Das Interesse der Kommission bei der einzelfallbezogenen Beihilfenkontrolle hat sich von den Mitgliedstaaten weg zu Drittstaaten entwickelt. Mit der Drittstaatensubventionsverordnung hofft die Kommission die Beihilfenkontrolle, die sie in der EU bei Großvorhaben nur noch zurückhaltend ausübt, zumindest in den Nicht-EU-Mitgliedstaaten zur Anwendung zu bringen.
Die Kommission sieht sich durch die Vielzahl von (wenig fundierten) Wettbewerbsbeschwerden überlastet und würde diese gerne, von wenigen interessanten Ausnahmen abgesehen, ohne großen Begründungsaufwand zurückweisen
Die Anwendung des EU-Beihilferechts durch nationale Gerichte ist durch eine geringe Fallzahl und die nicht vorhersehbare Bereitschaft gekennzeichnet, sich mit beihilferechtlichen Fragestellungen auseinanderzusetzen.
Vielleicht ist es an der Zeit, die Beihilfenkontrolle gänzlich umzustellen. Auch ohne Änderung des Primärrechts könnte die Beihilfenkontrolle weitgehend den Wettbewerbern überlassen werden. Die Beihilfevergabe durch die Mitgliedstaaten müsste transparent gemacht werden. Das Transparenzregister müsste für die Wettbewerber so anwenderfreundlich sein, dass es seinen Namen verdient. Die Wettbewerber (und die Kommission) erhalten eine Frist, von beispielsweise 6 Monaten nach Eintrag im Transparenzregister, die Beihilfe zur Überprüfung zu stellen. Nach Ablauf der Frist gilt die Beihilfe als bestehende Beihilfe. Fehlende oder fehlerhafte Einträge im Transparenzregister würden die Frist nicht auslösen, insoweit könnte die bestehende Frist von 10 Jahren beibehalten werden. Die Überprüfung sollte durch die Kommission oder eine hierfür eingerichtete nationale Stelle erfolgen, die verpflichtet und berechtigt ist, der Kommission Fälle zur Entscheidung über die Vereinbarkeit mit dem Binnenmarkt vorzulegen. Die Überprüfung der Beihilfe durch einen Wettbewerber sollte mit einem Kostenrisiko verbunden sein, um Querulanten abzuschrecken.
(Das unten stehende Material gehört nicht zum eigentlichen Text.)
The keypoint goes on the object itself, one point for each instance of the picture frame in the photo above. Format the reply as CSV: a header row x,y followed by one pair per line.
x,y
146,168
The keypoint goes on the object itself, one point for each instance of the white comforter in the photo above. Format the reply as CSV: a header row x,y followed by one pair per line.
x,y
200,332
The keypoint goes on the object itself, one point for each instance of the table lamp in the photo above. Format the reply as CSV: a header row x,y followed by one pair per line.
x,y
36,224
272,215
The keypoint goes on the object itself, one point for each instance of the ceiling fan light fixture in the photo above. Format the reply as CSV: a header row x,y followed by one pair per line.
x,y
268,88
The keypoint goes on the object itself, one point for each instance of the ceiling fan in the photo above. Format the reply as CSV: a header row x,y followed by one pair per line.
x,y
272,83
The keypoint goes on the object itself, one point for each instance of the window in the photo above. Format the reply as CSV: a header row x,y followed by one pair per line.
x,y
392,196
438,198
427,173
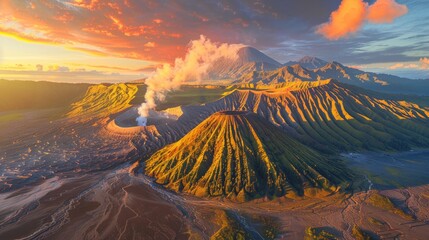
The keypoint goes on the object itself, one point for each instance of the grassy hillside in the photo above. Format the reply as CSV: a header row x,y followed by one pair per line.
x,y
241,156
103,100
20,95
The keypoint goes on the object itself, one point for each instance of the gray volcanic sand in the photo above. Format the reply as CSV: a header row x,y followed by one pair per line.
x,y
73,184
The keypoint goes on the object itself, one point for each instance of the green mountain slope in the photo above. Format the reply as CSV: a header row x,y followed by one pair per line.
x,y
241,156
103,100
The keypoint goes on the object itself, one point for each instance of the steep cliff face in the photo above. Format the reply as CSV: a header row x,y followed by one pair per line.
x,y
239,155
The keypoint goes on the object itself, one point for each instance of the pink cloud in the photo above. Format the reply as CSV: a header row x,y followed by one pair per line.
x,y
347,19
385,11
404,65
424,62
351,15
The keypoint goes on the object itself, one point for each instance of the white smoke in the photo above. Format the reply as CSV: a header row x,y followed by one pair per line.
x,y
202,53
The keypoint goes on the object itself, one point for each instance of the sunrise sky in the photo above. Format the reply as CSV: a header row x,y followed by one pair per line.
x,y
110,41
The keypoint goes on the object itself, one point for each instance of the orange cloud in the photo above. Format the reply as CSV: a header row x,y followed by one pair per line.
x,y
385,11
347,19
149,44
352,14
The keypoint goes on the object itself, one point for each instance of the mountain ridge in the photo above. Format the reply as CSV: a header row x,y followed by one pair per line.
x,y
231,154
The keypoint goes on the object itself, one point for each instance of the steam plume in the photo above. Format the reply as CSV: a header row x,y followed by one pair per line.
x,y
202,53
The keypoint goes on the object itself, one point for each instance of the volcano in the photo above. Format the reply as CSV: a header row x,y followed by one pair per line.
x,y
241,156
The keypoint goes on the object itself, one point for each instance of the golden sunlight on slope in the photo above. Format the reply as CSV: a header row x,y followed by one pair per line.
x,y
240,156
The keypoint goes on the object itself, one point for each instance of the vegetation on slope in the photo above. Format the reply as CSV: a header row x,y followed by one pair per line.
x,y
103,100
335,116
359,234
20,95
319,234
241,156
229,228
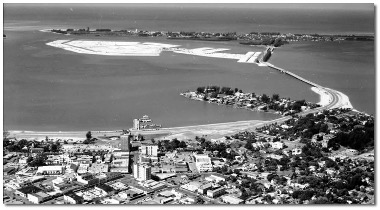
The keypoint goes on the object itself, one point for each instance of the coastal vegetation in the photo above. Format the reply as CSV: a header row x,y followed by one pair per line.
x,y
237,98
275,39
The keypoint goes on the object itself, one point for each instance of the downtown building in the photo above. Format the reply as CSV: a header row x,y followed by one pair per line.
x,y
142,172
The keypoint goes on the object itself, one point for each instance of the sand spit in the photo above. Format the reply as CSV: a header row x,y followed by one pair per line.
x,y
325,97
112,48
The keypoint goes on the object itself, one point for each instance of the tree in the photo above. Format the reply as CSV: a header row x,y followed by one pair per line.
x,y
265,98
200,89
182,144
275,97
88,135
199,200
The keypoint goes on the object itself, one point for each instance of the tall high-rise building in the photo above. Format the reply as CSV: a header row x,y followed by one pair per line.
x,y
142,172
124,142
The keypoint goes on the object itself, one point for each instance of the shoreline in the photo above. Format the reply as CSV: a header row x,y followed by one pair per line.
x,y
325,96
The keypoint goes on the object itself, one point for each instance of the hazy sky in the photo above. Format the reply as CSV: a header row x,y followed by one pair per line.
x,y
306,6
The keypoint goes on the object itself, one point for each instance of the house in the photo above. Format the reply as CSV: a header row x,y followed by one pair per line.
x,y
232,199
215,178
296,151
105,189
204,188
87,179
203,163
37,197
277,145
50,170
73,198
216,192
23,192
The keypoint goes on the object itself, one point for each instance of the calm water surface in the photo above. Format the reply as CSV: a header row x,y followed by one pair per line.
x,y
47,88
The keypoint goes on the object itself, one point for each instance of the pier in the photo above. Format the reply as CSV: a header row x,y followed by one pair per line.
x,y
293,75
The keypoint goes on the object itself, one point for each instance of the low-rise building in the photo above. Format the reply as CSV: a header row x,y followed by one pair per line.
x,y
73,198
38,197
232,199
87,179
203,163
216,192
50,170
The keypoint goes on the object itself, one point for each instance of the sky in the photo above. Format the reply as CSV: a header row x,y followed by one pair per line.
x,y
306,6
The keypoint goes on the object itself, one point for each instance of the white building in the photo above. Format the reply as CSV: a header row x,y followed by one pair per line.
x,y
50,170
203,163
149,149
277,145
231,199
142,172
296,151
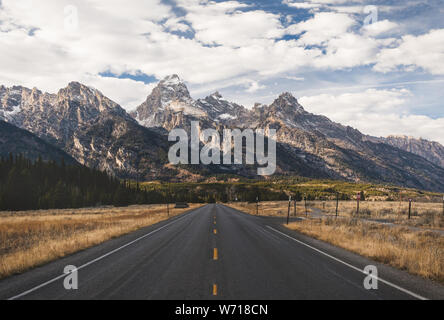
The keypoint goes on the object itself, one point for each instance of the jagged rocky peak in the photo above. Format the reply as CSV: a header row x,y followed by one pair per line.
x,y
220,109
78,95
172,88
165,107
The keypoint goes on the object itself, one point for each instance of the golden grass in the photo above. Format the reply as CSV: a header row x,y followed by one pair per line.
x,y
32,238
270,208
418,252
423,215
427,215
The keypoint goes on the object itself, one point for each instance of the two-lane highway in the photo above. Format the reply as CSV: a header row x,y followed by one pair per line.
x,y
214,252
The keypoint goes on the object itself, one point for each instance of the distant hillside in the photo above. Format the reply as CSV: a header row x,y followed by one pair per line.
x,y
431,150
28,185
18,141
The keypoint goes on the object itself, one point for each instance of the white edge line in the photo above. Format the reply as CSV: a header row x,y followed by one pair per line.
x,y
94,261
417,296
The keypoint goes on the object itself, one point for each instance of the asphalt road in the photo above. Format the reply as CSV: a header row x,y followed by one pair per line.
x,y
216,252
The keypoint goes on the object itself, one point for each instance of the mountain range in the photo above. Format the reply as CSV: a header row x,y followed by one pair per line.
x,y
97,132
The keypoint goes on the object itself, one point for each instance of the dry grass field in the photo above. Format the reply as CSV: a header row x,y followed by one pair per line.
x,y
269,208
32,238
418,252
427,215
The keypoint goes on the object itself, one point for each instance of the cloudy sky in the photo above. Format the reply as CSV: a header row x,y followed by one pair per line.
x,y
375,65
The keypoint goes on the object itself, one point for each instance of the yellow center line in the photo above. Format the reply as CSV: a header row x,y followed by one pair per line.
x,y
215,254
214,289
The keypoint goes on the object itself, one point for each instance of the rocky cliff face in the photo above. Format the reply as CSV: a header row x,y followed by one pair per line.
x,y
94,130
430,150
16,141
98,133
309,144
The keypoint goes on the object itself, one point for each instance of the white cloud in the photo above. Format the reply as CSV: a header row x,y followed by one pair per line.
x,y
423,51
323,27
234,45
376,112
379,28
254,86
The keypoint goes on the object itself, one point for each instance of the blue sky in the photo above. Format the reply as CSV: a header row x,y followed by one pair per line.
x,y
382,77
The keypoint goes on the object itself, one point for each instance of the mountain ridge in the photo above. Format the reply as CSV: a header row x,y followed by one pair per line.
x,y
99,133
Das skizzierte System hätte den Vorteil, dass die Beihilfenkontrolle und die dafür notwendigen Ressourcen auf die Beihilfen konzentriert würden, die tatsächlich Wettbewerber beeinträchtigen.
Am Montag wird die Neuausrichtung des Beihilferechts diskutiert, Sinnkrise und Träumereien des Autors werden vergangen sein.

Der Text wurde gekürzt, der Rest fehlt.